Mongo was built for data storage and retrieval for large data sets, one item at a time. Hadoop, on the other hand, was written for scalable data processing on huge data sets. So naturally, data processing is often better offloaded to Hadoop. Here’s why:
The Hadoop community has created Pig, Hive, and the Cascading family of languages--all of which are expressive and high-level, and let you bring your own custom code.
If you’re doing significant data processing on MongoDB, it can add substantial load to your production database. You often need an order of magnitude more power to process data in a timely way than you need to store it. Hadoop in the cloud handles this nicely, scaling up to meet your processing needs and down to nothing when you're done.
Hadoop was designed and built for fully distributed, multi-process execution, so it performs much, much better for this sort of work.
So if you want to easily write distributed jobs that perform well and don’t add load to your primary storage system, Hadoop is the way to go.

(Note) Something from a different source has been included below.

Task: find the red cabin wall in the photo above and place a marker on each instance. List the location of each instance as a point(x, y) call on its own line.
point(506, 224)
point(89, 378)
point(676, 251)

There are several options to analyze and report on your MongoDB data with Hadoop. These are all powered by the MongoDB Connector for Hadoop, which is integrated and distributed with Mortar.
Determining the best strategy often depends on your particular use case and data. We'll explore each option you can take here:
This is the quickest option to get going. You simply connect directly to your MongoDB database using a standard Mongo URI.
To keep the load off the primary node in your replica set, most people connect to their secondary nodes. While reading from secondary nodes can mean you're running against slightly stale data (typically seconds to minutes behind your primary) it is an excellent way to read large amounts of data without affecting query performance on your primary nodes and in your application.
Alternately, you can also connect directly to your primary replica set node(s). If the amount of data you're reading is small compared to the typical traffic your database handles, then any performance impact should be minor. However, if you are reading a large amount of data, especially data outside of the working set that other clients are using, you'll want to be careful not to degrade performance of your application.
Often the simplest way to process your MongoDB data is to skip the database and read your MongoDB backups directly. If you take backups with mongodump, you can upload them to your Amazon S3 bucket and point Hadoop at them directly.
At cloud-based MongoDB providers like MongoLab and MongoHQ, mongodumps stored to Amazon S3 are already the default backup strategy. If you're hosting your own MongoDB, you only need to add an upload step and you're ready.
Using backup files keeps all the data processing load off of your MongoDB database. As long as your job can tolerate some staleness in your data this solution works extremely well.
In cases where you are regularly running large jobs against your MongoDB cluster it can be useful to have dedicated nodes that serve just these jobs and no other clients. The easiest way to do that is to use tag sets or hidden members to distinguish your analytics instances from instances being used by other clients.